Via alle prime condanne per clandestinità

Ai processi per direttissima gli extracomunitari arrestati senza permesso si vedono contestare anche il reato appena approvato

da Milano

Chiuso in una camera di sicurezza di una caserma dei carabinieri, il diciottenne cileno Miguel Angel Puebla Guzman non immagina che questa mattina - quando verrà prelevato e portato in tribunale per essere processato - gli toccherà interpretare un ruolo breve ma importante nei nuovi scenari disegnati dal governo Berlusconi in tema di sicurezza. Perché Miguel Angel si vedrà contestare non solo il reato per cui è stato arrestato - danneggiamento, per avere devastato il pronto soccorso in cui cercavano di medicarlo - ma anche la nuova aggravante inserita nel codice penale dal decreto legge governativo: l’aggravante di clandestinità. Essendo entrato illegalmente nel nostro Paese, Puebla Guzman si vedrà aumentare la pena di un terzo. Con una conseguenza non irrilevante: in questo modo la condanna potrebbe superare il tetto della sospensione condizionale, e a quel punto il giovanotto potrebbe davvero finire a scontare la pena in prigione.
La storia di Miguel Angel è una delle miriadi di storie che ogni giorno intasano le aule delle direttissime a Milano e nelle altre grandi città italiane. Alle 12,30 di giovedì, il giovanotto si presenta al pronto soccorso dell’ospedale Santa Rita: «Grondava sangue dalla testa - racconta Luigi Maculotti, il medico - e inveiva contro certi marocchini che gli avevano dato una bottigliata. Quando abbiamo iniziato a medicarlo ha dato fuori di matto, si è strappato la flebo, ha sbattuto gli infermieri al muro, ha devastato il pronto soccorso mentre il sangue schizzava dappertutto. Attimi di terrore puro. Poi è uscito e ha iniziato a aggredire i passanti». Quando sono arrivati i carabinieri e lo hanno bloccato, era ancora così agitato che - nonostante le manette ai polsi - per finire di medicare il ragazzo i sanitari hanno dovuto addormentarlo.
Quando si è svegliato i carabinieri lo hanno arrestato. E dopo averlo identificato e avere scoperto che è in Italia senza permesso di soggiorno, gli hanno contestato la nuova aggravante. E adesso? I conti sono presto fatti. Per il reato di danneggiamento la pena prevista è quasi simbolica, un anno di arresto oppure una multa. Ma se a venire danneggiato, come in questo caso, è un edificio a uso pubblico la pena sale: da sei mesi a tre anni. Senza il decreto sicurezza, sarebbe stato molto difficile che il focoso sudamericano finisse in carcere. Ma oggi il giudice che lo processerà dovrà tenere conto della nuova aggravante, inserita dal decreto come comma 11-bis dell’articolo 61 del codice: la pena è inasprita di un terzo «se il fatto e' commesso da soggetto che si trovi illegalmente sul territorio nazionale». Anche così, la certezza che Pueblo Guzman finisca davvero in carcere non c’è. Ma la prospettiva si è fatta indubbiamente più concreta.
Il clandestino cileno non sarà l’unico, nell’infornata di processati di questa mattina, a vedersi muovere la nuova accusa. Con lui ci saranno anche uno spacciatore nordafricano e due ladri di appartamento moldavi, anche loro arrestati in flagrante e anche loro privi di permesso di soggiorno. Ma si tratta di imputati che anche con le vecchie norme il giudice avrebbe avuto la possibilità di tenere in carcere. Invece il comma 11 bis sembra destinato a sortire i suoi effetti soprattutto sui reati di confine, i delitti che finora oscillavano tra la punizione effettiva e quella sorta di «indulto permanente» denunciato dal capo della polizia Antonio Manganelli.
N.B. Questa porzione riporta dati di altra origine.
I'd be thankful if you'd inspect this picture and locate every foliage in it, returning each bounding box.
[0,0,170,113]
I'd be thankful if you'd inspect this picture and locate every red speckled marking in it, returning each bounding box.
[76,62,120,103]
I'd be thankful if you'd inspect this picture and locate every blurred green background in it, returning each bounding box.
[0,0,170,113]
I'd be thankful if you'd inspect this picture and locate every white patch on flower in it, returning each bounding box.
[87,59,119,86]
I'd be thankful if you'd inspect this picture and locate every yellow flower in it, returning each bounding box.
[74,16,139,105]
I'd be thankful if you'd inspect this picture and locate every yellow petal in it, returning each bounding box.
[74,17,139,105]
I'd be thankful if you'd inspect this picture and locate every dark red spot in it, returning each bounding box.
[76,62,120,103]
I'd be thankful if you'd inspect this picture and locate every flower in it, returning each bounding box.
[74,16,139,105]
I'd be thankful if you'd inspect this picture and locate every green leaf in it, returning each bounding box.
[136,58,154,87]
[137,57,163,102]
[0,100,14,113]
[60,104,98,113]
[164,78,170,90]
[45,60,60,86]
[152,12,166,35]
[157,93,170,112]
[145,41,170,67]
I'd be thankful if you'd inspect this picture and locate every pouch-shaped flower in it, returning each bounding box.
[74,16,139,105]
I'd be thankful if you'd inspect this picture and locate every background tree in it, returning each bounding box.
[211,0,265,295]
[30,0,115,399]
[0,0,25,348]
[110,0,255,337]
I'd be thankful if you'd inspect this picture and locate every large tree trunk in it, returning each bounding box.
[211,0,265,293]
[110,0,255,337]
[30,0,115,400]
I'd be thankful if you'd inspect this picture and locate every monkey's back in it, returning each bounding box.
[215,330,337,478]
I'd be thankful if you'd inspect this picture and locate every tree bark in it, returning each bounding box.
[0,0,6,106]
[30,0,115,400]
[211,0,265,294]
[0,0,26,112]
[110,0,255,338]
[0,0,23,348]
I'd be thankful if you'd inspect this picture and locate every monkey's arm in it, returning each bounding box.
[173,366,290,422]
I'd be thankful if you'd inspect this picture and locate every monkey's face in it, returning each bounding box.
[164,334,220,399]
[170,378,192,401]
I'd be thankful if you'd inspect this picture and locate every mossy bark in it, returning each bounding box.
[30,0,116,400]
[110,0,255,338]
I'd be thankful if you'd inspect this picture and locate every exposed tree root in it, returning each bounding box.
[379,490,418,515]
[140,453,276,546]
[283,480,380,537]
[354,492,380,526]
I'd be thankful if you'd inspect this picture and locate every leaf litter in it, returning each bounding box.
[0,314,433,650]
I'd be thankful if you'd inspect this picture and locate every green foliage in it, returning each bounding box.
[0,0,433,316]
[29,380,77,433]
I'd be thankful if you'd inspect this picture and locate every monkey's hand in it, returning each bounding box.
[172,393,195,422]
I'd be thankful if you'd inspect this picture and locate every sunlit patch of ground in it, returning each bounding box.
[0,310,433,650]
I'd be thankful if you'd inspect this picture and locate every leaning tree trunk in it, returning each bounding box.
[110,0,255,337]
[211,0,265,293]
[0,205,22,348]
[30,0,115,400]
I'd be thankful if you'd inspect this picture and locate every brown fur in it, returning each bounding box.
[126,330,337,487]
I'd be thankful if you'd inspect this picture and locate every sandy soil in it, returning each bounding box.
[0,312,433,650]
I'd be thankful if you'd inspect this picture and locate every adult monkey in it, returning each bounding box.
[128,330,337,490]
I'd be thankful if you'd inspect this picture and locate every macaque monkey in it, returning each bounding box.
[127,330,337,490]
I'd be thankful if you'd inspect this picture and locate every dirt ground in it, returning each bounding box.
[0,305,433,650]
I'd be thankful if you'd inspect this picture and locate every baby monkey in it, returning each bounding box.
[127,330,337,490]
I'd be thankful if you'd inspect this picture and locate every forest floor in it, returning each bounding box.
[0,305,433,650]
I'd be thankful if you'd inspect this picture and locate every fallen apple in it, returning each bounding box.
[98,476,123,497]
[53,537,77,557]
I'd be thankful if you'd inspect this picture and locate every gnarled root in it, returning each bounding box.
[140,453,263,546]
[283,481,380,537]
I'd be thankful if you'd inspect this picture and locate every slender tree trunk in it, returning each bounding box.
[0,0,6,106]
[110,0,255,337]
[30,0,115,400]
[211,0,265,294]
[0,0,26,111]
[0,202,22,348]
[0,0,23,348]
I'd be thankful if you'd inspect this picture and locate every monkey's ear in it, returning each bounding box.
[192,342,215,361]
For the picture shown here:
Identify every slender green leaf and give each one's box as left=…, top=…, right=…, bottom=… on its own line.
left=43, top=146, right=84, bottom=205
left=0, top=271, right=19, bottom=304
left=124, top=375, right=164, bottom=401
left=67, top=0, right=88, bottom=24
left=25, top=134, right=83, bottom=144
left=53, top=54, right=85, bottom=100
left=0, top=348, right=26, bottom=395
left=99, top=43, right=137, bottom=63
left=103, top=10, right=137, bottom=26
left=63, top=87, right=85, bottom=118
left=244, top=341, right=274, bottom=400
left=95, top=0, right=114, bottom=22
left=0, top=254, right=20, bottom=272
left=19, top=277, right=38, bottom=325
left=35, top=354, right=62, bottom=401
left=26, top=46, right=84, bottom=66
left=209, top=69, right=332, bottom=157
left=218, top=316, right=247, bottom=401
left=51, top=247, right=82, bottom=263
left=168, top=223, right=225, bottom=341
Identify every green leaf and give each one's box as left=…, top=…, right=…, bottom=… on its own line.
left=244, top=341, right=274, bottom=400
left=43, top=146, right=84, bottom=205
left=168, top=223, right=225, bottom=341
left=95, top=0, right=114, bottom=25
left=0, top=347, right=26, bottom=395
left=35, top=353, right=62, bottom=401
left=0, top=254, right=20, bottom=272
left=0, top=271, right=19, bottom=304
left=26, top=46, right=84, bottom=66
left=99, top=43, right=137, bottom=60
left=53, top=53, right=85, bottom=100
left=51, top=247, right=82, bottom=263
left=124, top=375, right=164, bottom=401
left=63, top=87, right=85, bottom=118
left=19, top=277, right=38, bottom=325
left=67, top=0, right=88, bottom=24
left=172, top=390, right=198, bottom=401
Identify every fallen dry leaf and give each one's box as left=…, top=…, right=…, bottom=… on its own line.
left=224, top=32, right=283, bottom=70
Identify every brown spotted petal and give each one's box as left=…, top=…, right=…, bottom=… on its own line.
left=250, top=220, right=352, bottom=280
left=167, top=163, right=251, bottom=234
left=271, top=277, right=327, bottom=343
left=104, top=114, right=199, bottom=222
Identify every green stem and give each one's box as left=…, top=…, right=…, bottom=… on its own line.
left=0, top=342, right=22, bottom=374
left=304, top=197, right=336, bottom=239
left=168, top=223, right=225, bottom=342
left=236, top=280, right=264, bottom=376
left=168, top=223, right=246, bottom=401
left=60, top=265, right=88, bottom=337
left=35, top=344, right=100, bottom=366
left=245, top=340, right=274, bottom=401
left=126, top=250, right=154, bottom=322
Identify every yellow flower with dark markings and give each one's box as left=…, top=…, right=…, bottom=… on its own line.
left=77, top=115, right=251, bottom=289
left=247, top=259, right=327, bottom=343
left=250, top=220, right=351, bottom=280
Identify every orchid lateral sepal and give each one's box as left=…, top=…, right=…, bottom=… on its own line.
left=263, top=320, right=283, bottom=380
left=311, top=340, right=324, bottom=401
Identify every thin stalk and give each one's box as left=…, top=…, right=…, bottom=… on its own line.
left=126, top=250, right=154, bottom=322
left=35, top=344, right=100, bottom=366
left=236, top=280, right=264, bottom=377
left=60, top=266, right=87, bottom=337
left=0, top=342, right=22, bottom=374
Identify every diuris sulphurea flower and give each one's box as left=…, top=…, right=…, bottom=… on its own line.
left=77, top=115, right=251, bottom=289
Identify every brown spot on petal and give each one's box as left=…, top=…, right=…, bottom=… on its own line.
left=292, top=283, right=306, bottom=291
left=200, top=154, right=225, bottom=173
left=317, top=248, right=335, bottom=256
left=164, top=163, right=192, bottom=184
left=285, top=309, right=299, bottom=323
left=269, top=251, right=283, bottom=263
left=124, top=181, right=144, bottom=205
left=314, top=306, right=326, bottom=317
Il margine di discrezionalità del giudice, fin quando l’impianto del codice penale resterà quello attuale, continua inevitabilmente ad essere alto. Ma se il magistrato che stamane si troverà davanti Puebla Guzman si dovesse convincere della necessità di tenerlo per qualche tempo fuori dalla circolazione, avrebbe indubbiamente in mano uno strumento in più.